広告関連でもう一つ課題になったのが、一般消費者に向けたDTC広告の取り扱いだ。制度部会で花井十伍委員(特定非営利活動法人ネットワーク医療と人権理事)は、抗がん剤の承認前の情報提供や、明確に名称を出していないものの、どの医薬品か推測できる広告があると指摘した。政府の規制改革推進会議でも、製薬企業が患者に直接情報提供できるよう規制緩和の検討が始まろうとしている。これに対し、厚労省医薬・生活衛生局の監視指導・麻薬対策課の磯部総一郎課長は、厚労省が今年9月に公表した「医療用医薬品の販売情報提供活動ガイドライン(GL)」は一般消費者も企業が行う情報提供の対象に含まれていると説明。19年4月のGL施行後に「運用及び遵守状況の調査・分析を実施し、その結果に応じて適切な方策を講じる」ことで、対処する考えを示した。

◎意図的な未承認・適応外薬の販売行為は根っこから違反行為


一方で、「未承認薬への広告」(68条)や、「未承認の医薬品・医療機器等の販売、授与等の禁止」(14条1項・9項等、55条2項等)への違反行為については一歩進めた厳罰を処す考えも示した。磯部課長は、未承認薬の販売禁止については、行為そのものが違反行為だとの見解を表明した。その上で、「広告は、もともと(薬事承認を受けて)売って良いものが対象で、過大な広告で売り上げを伸ばそうという問題事案にも正規な売上分も含まれる」とした一方で、「未承認は根っこから違反行為だ」と説明した。すなわち虚偽誇大広告の事案については、売上高に一定の算定ルールで課徴金が科されるのに対し、未承認・適応外の事案については、全売上高の没収も視野に入れて今後検討を進める考えを滲ませたものだ。

化血研のワクチン不正製造問題を受け、「承認・認証申請書等の重要な事項(品目使用、製造方法等)において虚偽等の不適切な記載が判明した場合」も違反行為に含まれる。化血研の事例では、行政処分後もワクチンの市場流通がなされた事実もある。また、製薬企業、医薬品卸では、承認を取得していない未承認・適応外薬の情報提供や、偽造品の流通などがこれに該当する可能性がある。特に、健康食品、ダイエットやEDなどの効能効果を謳った化粧品メーカーなど、“薬機法上の業許可を持たない事業者”が主体となっているケースが増加しており、こうした業者への抑止力を高めたい考えだ。
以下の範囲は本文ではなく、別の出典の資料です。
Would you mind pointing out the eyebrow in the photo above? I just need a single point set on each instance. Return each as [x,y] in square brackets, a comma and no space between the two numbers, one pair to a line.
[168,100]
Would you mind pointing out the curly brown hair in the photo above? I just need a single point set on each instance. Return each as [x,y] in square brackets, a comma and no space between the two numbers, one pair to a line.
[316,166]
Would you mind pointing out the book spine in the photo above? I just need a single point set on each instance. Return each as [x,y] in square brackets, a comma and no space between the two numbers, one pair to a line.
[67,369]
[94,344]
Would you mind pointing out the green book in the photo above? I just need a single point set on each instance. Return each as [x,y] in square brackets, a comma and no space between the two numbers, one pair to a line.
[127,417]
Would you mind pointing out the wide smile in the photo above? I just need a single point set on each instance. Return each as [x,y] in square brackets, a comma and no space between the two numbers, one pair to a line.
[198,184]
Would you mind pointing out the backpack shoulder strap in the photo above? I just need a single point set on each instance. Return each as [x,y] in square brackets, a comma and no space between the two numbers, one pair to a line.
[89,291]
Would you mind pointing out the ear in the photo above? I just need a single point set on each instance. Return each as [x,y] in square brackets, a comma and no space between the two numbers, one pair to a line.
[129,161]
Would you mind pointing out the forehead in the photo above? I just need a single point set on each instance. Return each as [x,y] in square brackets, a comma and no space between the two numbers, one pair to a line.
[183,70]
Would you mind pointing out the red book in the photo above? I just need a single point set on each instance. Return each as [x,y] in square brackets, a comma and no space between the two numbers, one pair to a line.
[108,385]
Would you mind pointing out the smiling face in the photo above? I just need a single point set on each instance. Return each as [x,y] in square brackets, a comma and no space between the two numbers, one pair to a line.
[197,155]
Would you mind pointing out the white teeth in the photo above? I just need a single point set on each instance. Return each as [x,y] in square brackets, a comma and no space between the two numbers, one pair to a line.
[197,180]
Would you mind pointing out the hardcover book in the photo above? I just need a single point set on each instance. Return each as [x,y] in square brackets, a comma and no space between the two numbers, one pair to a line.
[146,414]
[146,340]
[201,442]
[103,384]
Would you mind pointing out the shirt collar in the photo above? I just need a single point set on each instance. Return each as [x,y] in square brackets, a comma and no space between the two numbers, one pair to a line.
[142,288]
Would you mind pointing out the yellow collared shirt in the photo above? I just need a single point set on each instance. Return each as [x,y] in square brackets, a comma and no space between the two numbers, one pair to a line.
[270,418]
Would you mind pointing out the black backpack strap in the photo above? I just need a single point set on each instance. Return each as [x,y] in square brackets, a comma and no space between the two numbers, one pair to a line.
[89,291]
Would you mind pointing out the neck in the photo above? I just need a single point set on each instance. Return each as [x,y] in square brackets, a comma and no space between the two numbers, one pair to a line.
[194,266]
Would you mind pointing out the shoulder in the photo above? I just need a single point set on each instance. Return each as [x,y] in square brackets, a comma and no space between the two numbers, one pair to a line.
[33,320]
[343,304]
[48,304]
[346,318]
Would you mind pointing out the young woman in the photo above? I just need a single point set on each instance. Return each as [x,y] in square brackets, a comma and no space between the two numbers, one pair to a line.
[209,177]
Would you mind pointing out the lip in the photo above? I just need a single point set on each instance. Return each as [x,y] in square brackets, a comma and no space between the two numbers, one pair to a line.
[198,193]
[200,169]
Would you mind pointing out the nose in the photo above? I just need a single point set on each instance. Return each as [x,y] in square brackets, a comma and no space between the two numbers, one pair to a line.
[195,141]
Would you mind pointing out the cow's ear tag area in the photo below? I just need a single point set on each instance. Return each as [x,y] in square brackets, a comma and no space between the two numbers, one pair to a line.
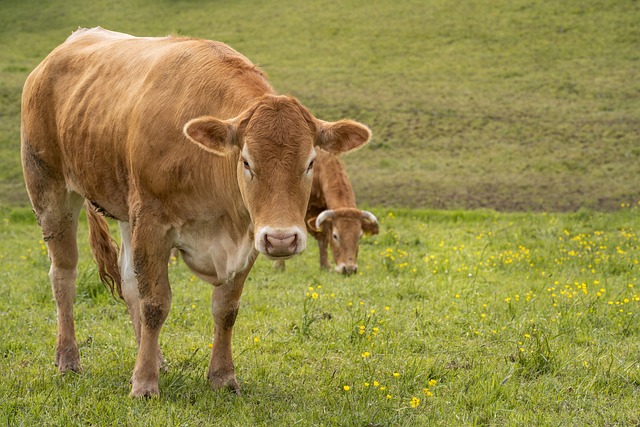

企業のガバナンス強化の必要性が高まるなかで、許可等事業者の薬事に関する業務に責任を持つ役員(責任役員)を薬機法上明確化すること、必要に応じて役員の変更命令などの措置が行えることも盛り込まれた。総括製造販売責任者(総責)の要件については、「薬剤師であり、かつ一定の従事経験を有し、品質管理業務または安全確保業務に関する総合的な理解力及び適正な判断力を有する者」が任命されるよう明確化することとした。ただ、薬剤師資格が必須要件であることから、役員が総責を担うケースは多くはなく、ガバナンスを発揮できていないとの指摘もあった。そのため、例外規定を設けることを明示した。ただし、「例外規定が長く続かないように、専門的見地から総責を補佐する社員たる薬剤師の配置、薬剤師たる総責の社内での継続的な育成」など体制整備を求めた。

◎先駆け審査指定制度、条件付き早期承認制度も法制化

このほか、製薬業界が要望を続けてきた、先駆け審査指定制度、条件付き早期承認制度の法制化(関連記事)や、添付文書に記載された情報の原則電子化(関連記事)なども盛り込まれた。